4.      What can be done to avoid brain injuries in the first place? Most brain injuries are a result of motor vehicle accidents and falls. Therefore, drive safely and keep yourself physically fit to prevent falls. Doing balance exercises, especially when we get older, is important. Not everybody knows that walking is a balance exercise and also the best Alzheimer’s prevention. I encourage all my patients to walk at least 30 minutes daily.  

5.      What is critical about the evaluation process when determining if one has brain damage -- and if so, to what extent? I would say, the most important is the patient’s cooperation, willingness and openness to the process. I cannot evaluate a patient against his/her will. Therefore, if I the patient is brought to the evaluation by family members, but believes that he/she is OK and does not need it, then we cannot proceed. In that situation, I try to explain how the neuropsychological evaluation can be beneficial for the patient and majority of the time, it works.  

6.      Is it the end of life once someone is diagnosed with a brain problem? Not at all, most brain problems can be treated and/or managed so the patient still has a quality of life.  

7.      How do you help people focus and concentrate better? First, we need to find out what is the source of their attention/ concentration problems. Not all attention/ concentration problems   are a result of   ADHD or ADD. Difficulty in this area can be a result of medical and/or emotional problems, poor sleep, stress, trauma, etc. Once the source is determined then we can provide the proper recommendations.  

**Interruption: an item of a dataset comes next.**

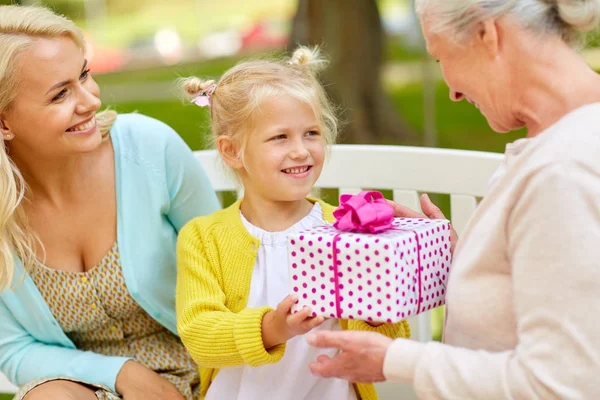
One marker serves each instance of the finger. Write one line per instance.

8.      Can one get their memory back after a concussion, accident or tumor?  Yes, but it depends on the extend of the injury or location of the tumor and results are also very individual. Some people with quite severe brain injury can recover quite well and some with a mild concussion can have lingering cognitive problems for a long time.  

9.      How do you help care providers -- and the families -- of people who suffer from a brain-related ailment? I always try to include family members into the exit session when the results and recommendations are discussed, unless the patient does not agree to it, but this is very rare. Family participation is critical in the patient’s recovery. Also, all health care providers for whom the patient signs the release of information form are given a report of the neuropsychological evaluation and some are call me to discuss the case even further and this is great!  

10.   What roles do nutrition, exercise, and yoga play in one's brain health? They all are very important because most everything health wise is related to our diet and lifestyle behaviors. I believe that food is our medicine, so it is important to have proper nutrition.   A huge amount of research links physical activity to brain health. Some research suggest that exercising is the best Alzheimer’s prevention. I also strongly believe in Yoga’s therapeutic ability. It helps you center the body mind and spirit, and to manage stress.